И ровно в семь утра началось мое обучение.
– Ты должна запомнить, – говорил он мне, – я не привык к людям. Я знакомлюсь с людьми только по частям. Не целиком. Я хочу их понять. Я хочу узнать их получше. Но мои модели слишком сильно на меня влияют. Я и сам стал себе сниться лежащим в ящике-витрине из розового дерева, на подложке из красного бархата. Да-да, и хуже всего, что по-настоящему страшит меня, над чем у меня нет никакой власти, чем я не могу пренебречь и что не в силах отогнать, так это то, что в моих снах я в этом ящике прекрасно себя чувствую. Выпустите меня! – воскликнул Куртиус, слегка постучав кончиками пальцев по моей груди. – Эй, кто-нибудь, выпустите меня! Разве вы не слышите, как я стучусь в стекло изнутри! Я лежу тут! Кто же выпустит меня? Я хочу получше узнать живых людей. Я хочу узнать тебя получше. Да-да! Мы здесь. Вот и все. Я тебя не боюсь. Ни в малейшей степени.
Доктор Куртиус внезапно вскочил со стула и торопливо принялся за работу. Немного погодя он оставил свое занятие и обернулся ко мне.

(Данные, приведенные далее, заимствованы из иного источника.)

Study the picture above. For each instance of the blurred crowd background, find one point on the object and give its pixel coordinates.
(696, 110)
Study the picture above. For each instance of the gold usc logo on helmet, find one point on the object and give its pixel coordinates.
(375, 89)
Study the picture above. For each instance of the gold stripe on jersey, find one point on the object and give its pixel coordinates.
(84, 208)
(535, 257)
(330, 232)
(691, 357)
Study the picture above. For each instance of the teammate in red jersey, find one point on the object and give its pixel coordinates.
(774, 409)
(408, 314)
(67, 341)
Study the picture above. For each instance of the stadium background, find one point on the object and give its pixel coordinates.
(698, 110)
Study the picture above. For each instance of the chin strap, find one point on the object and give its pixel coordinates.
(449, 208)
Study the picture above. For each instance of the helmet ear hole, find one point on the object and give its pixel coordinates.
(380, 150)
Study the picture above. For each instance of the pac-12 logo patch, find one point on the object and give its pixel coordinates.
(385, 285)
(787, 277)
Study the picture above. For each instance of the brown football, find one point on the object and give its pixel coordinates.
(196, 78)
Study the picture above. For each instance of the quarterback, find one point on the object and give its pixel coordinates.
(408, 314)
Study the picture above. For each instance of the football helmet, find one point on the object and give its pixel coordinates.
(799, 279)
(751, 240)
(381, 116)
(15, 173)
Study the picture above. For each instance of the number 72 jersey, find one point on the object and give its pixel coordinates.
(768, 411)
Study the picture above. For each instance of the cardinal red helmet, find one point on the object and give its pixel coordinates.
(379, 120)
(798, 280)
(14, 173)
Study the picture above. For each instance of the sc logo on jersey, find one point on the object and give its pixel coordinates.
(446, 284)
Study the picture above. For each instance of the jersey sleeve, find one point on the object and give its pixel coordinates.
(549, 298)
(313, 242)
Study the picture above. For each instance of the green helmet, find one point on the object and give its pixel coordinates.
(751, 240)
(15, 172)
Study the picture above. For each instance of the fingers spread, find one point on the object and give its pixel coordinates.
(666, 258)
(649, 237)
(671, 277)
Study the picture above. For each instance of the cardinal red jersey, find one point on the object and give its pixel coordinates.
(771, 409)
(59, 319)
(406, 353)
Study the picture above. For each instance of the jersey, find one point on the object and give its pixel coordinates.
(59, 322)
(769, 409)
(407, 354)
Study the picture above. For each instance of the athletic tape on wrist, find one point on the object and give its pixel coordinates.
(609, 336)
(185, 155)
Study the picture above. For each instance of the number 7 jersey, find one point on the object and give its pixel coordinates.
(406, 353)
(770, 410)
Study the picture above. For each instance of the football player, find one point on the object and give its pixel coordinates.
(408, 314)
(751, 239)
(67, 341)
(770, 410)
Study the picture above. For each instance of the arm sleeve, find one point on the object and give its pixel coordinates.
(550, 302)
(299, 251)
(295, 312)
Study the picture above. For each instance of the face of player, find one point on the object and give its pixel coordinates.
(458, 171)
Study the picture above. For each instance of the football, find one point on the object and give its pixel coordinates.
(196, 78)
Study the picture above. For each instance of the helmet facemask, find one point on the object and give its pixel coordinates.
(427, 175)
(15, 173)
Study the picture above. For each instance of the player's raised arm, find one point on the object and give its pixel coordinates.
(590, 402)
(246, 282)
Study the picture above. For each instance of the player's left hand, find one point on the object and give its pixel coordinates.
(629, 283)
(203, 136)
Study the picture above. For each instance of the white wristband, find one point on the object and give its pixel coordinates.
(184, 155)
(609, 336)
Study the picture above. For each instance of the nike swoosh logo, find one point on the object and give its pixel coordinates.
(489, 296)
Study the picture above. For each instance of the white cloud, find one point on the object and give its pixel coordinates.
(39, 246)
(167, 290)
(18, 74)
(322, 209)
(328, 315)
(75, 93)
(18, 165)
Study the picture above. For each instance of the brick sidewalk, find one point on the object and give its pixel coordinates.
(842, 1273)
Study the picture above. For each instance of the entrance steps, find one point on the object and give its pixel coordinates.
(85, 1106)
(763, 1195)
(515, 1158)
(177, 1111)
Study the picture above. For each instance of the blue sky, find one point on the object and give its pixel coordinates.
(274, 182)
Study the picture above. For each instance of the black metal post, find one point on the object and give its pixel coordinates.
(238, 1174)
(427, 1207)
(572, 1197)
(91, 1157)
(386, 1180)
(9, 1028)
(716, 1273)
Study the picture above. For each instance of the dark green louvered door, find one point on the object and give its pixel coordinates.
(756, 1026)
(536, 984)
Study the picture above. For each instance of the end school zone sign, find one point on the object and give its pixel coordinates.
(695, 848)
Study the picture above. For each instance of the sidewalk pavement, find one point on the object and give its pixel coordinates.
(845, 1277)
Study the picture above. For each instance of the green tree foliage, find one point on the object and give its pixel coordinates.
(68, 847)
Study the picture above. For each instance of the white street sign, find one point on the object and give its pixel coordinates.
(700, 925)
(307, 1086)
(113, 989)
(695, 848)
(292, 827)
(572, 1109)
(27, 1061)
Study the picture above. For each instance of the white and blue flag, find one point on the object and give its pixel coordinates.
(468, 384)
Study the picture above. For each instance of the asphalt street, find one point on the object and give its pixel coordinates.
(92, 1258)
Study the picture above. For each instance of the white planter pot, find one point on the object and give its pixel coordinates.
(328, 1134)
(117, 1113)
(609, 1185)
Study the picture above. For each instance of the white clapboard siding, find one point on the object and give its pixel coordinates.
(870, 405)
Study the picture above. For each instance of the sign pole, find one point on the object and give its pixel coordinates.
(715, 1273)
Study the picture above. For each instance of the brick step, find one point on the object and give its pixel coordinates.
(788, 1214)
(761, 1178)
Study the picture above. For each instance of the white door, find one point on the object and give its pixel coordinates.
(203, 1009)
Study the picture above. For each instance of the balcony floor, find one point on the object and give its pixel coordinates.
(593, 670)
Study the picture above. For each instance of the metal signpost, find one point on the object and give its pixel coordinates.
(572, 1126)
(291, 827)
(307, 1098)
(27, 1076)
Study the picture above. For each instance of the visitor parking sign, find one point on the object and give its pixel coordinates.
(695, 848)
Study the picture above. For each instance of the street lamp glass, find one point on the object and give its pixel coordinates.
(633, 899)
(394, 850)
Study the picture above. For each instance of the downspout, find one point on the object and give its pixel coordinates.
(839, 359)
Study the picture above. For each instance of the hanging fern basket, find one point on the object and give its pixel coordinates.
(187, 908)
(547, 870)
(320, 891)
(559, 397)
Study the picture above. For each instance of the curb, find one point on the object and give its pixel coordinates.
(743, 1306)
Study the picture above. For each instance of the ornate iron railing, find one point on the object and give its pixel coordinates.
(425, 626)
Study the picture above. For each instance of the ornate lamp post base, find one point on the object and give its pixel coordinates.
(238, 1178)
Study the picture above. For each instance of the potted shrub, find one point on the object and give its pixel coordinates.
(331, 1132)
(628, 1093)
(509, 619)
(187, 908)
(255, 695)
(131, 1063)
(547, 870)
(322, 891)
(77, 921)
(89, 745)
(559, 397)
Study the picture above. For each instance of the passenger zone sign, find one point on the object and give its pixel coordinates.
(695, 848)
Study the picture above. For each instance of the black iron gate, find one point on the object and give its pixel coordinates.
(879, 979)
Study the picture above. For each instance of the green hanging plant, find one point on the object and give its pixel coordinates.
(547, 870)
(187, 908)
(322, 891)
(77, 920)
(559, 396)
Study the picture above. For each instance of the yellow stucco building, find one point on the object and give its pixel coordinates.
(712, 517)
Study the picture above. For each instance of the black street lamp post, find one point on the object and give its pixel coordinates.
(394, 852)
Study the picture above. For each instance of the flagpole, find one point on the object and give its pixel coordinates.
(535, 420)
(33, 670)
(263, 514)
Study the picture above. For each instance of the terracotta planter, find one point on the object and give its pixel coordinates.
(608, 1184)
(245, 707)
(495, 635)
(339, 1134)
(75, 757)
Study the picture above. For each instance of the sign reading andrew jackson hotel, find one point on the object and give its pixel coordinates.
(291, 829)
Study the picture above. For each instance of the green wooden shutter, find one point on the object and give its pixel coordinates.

– Знаю! – воскликнул он. – Я знаю, как с этим обойтись. Я знаю способ. – И он забегал по мастерской, сгребая разные предметы и раскладывая их на верстаке.
– Давай-ка, Мари – ведь тебя так зовут? – обратился ко мне Куртиус, удовлетворенно разглядывая собранные на верстаке штуковины. – Давай, если ты готова и если хочешь, начнем!
– Я вполне готова, сударь мой!
– Эти инструменты некогда принадлежали моему отцу. А он служил главным анатомом Бернской больницы, это был великий человек! После его смерти все эти инструменты перешли ко мне по наследству. – Он подошел к сосуду, наполненному гипсовым порошком, мерной ложкой зачерпнул оттуда немного, высыпал гипс в металлическое ведерко и, добавив немного воды, тщательно перемешал.